Я изумлённо смотрел на него и тоже не знал, что сказать, о чём спросить, – поразило меня его странное признание. А он, помолчав, снова заговорил про Олёшу.

– После того, как жена обезумела, Олёша ещё хуже характером стал, – находит на него буйная блажь, проклятым себя считает и всех бьёт. Намедни мужики привели его ко мне связанного, в кровь избили всего, опух весь, как хлеб коркой кровью запёкся. «Укроти, говорят, его, отец Савёл, а то убьём, житья нам нет от зверя!» Вот как, дружба! Дён пять я его выхаживал, – я ведь и лечить умею маленько… Да-а, дружба, не легко людям жить, – охо-хо! Не сладко, дружба ты моя милая, ясные глаза… Вот – утешаю я их, н-да!

Он усмехнулся жалостливо, и от этого его лицо стало ещё уродливее, страшнее.

– А которых – обманываю немножко, ведь живут и такие люди, которым нет уже никакого утешения, кроме обмана… Есть, дружба, такие… Есть…

О многом хотелось спросить его, но он целый день не ел, усталость и выпитый стакан водки заметно действовали на него, он дремал, покачивался, и обнажённые глаза его всё чаще прикрывались красными рубцами век.

Всё-таки я спросил:

– Дедушка Савёл, а что, по-твоему, ад – есть?

Он поднял голову и строго, обиженно сказал:

– Ну, – как же это можно – ад? Ну, – где же это? Бог, а тут – ад? Разве можно? Это несоединимое, дружба, это – обман! Это всё вы, грамотные, для страха придумали, попы всё дурят. Человека не к чему пугать. Да никто и не боится ада-то этого…

– А – дьявол-то как же, он где живёт?

– Ну, ты этим не шути…

– Я не шучу.

– То-то.

Он взмахнул над костром полой армяка и тихонько сказал:

– Ты над ним не смейся. У всякого – своя ноша. Французик-то, может, правду сказал: и дьявол господу поклонится в свой час. Мне поп один о блудном сыне рассказывал из евангелия, – я это очень помню. По-моему, притча эта про дьявола и сказана. Про него, не иначе он самый и есть блудень сын.
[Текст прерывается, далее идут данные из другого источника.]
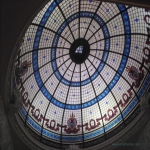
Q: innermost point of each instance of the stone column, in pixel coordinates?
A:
(5, 135)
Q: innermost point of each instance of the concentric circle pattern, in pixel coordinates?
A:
(82, 69)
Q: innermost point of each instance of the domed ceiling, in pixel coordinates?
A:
(81, 70)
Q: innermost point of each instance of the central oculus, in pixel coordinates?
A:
(79, 51)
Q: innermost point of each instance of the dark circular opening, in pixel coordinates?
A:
(79, 51)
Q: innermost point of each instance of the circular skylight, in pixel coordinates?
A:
(81, 70)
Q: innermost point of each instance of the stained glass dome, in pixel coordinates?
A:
(81, 70)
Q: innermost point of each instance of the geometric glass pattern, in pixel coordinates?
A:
(70, 102)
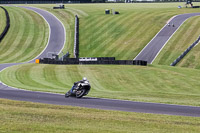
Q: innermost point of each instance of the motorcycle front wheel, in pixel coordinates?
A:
(80, 93)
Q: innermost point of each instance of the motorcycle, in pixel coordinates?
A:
(79, 90)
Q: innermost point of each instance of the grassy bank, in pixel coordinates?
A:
(33, 117)
(160, 84)
(182, 39)
(26, 38)
(2, 20)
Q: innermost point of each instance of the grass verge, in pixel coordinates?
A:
(182, 39)
(122, 36)
(26, 38)
(24, 117)
(2, 20)
(161, 84)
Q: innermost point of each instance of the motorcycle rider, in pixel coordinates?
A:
(84, 80)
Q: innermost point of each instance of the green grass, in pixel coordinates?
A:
(26, 38)
(29, 117)
(122, 36)
(161, 84)
(2, 20)
(182, 39)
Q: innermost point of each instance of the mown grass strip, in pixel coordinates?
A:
(161, 84)
(182, 39)
(2, 20)
(33, 117)
(122, 36)
(26, 38)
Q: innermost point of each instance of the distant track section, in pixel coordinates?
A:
(57, 32)
(153, 48)
(55, 45)
(2, 35)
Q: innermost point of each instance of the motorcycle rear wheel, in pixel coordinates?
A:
(80, 93)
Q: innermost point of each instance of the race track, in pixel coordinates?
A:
(153, 48)
(56, 43)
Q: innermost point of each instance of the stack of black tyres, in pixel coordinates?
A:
(7, 24)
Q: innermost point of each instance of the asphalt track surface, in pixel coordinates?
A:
(55, 44)
(153, 48)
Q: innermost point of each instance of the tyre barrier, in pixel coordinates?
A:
(7, 24)
(185, 53)
(97, 61)
(76, 37)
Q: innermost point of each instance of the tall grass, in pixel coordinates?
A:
(26, 38)
(34, 117)
(160, 84)
(123, 35)
(182, 39)
(2, 20)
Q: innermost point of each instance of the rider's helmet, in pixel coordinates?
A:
(84, 79)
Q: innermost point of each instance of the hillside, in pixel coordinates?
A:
(2, 20)
(182, 39)
(161, 84)
(26, 38)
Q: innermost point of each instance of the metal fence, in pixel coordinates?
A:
(185, 52)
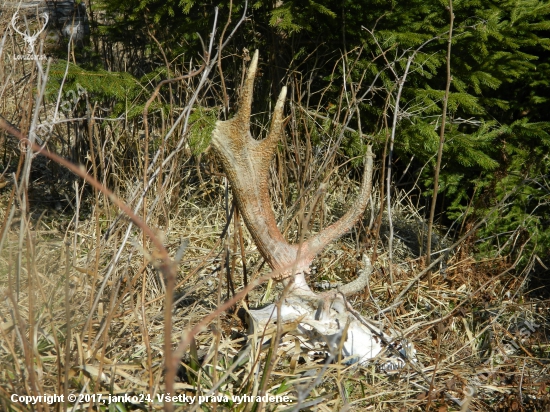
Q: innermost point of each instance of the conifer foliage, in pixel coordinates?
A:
(497, 130)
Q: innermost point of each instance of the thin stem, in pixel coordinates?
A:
(441, 142)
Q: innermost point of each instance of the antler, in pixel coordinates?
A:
(246, 163)
(29, 39)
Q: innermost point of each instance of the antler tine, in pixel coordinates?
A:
(346, 222)
(269, 144)
(14, 23)
(243, 115)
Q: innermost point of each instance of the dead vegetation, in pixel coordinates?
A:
(83, 296)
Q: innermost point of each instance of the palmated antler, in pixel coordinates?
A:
(246, 163)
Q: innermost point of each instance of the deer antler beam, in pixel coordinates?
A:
(246, 163)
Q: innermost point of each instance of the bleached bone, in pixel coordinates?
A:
(30, 39)
(321, 318)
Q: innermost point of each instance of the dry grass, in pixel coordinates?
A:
(82, 299)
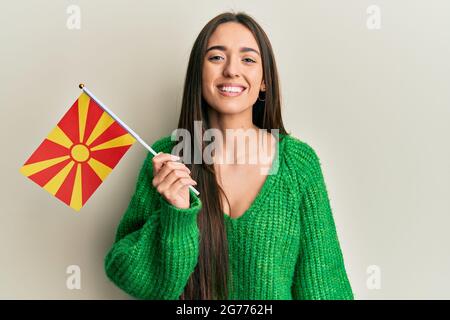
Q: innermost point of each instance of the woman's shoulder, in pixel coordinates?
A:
(301, 157)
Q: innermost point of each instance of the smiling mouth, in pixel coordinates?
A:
(231, 91)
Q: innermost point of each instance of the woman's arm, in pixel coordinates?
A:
(157, 244)
(320, 271)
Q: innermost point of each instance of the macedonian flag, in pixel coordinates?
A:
(79, 153)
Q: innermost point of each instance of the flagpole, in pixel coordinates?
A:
(134, 134)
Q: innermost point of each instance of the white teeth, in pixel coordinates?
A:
(232, 89)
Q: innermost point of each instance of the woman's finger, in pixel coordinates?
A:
(159, 160)
(178, 185)
(171, 178)
(168, 167)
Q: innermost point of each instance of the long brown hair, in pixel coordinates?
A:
(210, 279)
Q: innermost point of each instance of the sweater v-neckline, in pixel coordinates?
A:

Он покачнулся над костром.

– Лёг бы ты, уснул, – предложил я.

Старик согласился:

– Верно, пора…

Легко опрокинулся на бок, поджал ноги к животу, натянул армяк на голову и – замолк. Потрескивали и шипели ветки на углях костра, дым поднимался затейливыми струйками во тьму ночи.

Я смотрел на старика и думал:

«Это – святой человек, обладающий сокровищем безмерной любви к миру?»

Вспомнил хроменькую, пёстро одетую девушку с печальными глазами, и вся жизнь представилась мне в образе этой девушки: стоит она перед каким-то маленьким, уродливым богом, а он, умея только любить, всю чарующую силу любви своей влагает в одно слово утешения:

«Милая…»

Примечания

1

Хроническая вирусная болезнь, поражающая глаза и приводящая к слепоте – Ред.

2

Betonica L., род многолетн. травянист. растений из семейства губоцветных, употреблявшаяся прежде как народное средство от кашля – Ред.